I am playing around with link prediction methods and trying out the method explained in the Inferring modular network structure guide.
I’m working with a bipartite graph where one node set has approximately 7,000 nodes and the other node set has approximate 9,000 nodes. The network has about 50,000 edges which means there are little less than 54 million pairs of nodes not joined by an edge. (note that I am only considering pairs of nodes belonging to different node sets sine this is a bipartite graph)

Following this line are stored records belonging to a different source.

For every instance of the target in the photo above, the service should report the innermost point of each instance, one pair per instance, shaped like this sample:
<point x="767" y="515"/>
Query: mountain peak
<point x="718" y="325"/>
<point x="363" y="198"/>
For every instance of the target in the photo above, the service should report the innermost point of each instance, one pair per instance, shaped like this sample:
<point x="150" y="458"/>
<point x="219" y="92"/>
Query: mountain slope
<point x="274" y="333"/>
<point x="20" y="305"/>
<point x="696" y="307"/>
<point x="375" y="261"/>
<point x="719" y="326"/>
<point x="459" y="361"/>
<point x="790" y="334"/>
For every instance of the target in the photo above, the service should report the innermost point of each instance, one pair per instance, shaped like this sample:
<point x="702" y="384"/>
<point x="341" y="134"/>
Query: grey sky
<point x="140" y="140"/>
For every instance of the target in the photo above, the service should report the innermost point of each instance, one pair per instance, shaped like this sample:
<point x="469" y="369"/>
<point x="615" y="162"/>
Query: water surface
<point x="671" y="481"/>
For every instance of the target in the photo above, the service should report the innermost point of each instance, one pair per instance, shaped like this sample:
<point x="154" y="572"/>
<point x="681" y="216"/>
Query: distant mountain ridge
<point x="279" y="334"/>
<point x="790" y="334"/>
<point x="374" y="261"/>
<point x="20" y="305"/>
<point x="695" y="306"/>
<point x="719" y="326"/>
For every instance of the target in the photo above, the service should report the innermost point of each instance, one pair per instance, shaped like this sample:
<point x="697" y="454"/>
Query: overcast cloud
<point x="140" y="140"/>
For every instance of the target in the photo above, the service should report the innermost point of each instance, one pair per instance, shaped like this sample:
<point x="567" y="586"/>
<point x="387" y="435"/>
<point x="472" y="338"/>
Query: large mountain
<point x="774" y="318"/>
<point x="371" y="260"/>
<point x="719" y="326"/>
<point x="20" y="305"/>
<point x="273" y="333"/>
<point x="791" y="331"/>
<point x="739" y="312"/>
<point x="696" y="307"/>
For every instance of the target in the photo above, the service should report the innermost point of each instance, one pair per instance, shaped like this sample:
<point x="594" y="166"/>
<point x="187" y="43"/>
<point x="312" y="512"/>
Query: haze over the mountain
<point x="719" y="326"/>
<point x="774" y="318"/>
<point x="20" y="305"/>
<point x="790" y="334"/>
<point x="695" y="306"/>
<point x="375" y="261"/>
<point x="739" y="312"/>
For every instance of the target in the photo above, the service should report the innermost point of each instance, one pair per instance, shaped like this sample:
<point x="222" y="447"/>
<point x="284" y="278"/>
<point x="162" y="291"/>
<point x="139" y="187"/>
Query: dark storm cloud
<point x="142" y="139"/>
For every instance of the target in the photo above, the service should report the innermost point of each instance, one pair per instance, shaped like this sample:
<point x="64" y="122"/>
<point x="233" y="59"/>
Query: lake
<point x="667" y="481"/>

I have created a “training” network that I will use to fit the SBM where I have removed 10% of the edges. The “test set” contains the 10% of edges I removed along with the ~54 million non-edges. My goal is to get a list of probabilities of every pair of nodes in the test set, below is the code for how I am trying to approach this (sorry for typos, I tried to edit out irrelevant code. I welcome criticism of my code aswell).
import graph_tool.all as gt
import numpy as np
import scipy.special as spsp
def prepare_data(bipartite_network, test_edges)
test_edges_set = list(map(set, test_edges))
train_graphview = gt.GraphView(bipartite_network,
efilt=lambda e: set(e) not in test_edges_set)
train_graph = gt.Graph(train_graphview, prune=True)
return train_graph
def collect_edge_probs(s):
for idx, pair in enumerate(node_pairs):
p = s.get_edges_prob([pair], entropy_args=dict(partition_dl=False))
probs[idx].append(p)
bipartite_network = # ... graph-tool graph object with a vertex property node_type which labels nodes by their corresponding node set
node_pairs = # ... code that returns a set of node pairs corresponding to test_edges and non-edges in the network
test_size = # ... number of actual edges in the test set
test_edges = node_pairs[:test_size] # node pairs contains all test edges and non-edges, test edges are first in the list.
train_graph = prepare_data(bipartite_network, test_edges)
state = gt.minimize_blockmodel_dl(train_graph, state_args=dict(deg_corr=True,
pclabel=bipartite_network.vp.node_types))
probs = tuple([] for _ in range(len(node_pairs)))
mcmc_itr = 10
sweeps_per_itr = 10
gt.mcmc_equilibrate(state, force_niter=mcmc_itr, mcmc_args=dict(niter=sweeps_per_itr),
callback=collect_edge_probs)
probas = []
for i in range(len(node_pairs)):
probas.append(spsp.logsumexp(probs[i]) - np.log(len(probs[i])))
denom = spsp.logsumexp(probas)
for i in range(len(probas)):
probas[i] = probas[i] - denom
I am finding that this block of code:
def collect_edge_probs(s):
for idx, pair in enumerate(node_pairs):
p = s.get_edges_prob([pair], entropy_args=dict(partition_dl=False))
probs[idx].append(p)
takes a very long time to execute since it needs to iterate through 54 million node_pairs. So my question is if there is a way to speed up this calculation? I know that many of the graph-tool loops are offloaded to c++ for performance, but in this specific instance I don’t see how I can take advantage of graph-tool to speed up this loop and I am not sure that I can write a c++ extension given that this code depends on the get_edges_prob()
method. Does any one have any advice on how to speed up this calculation?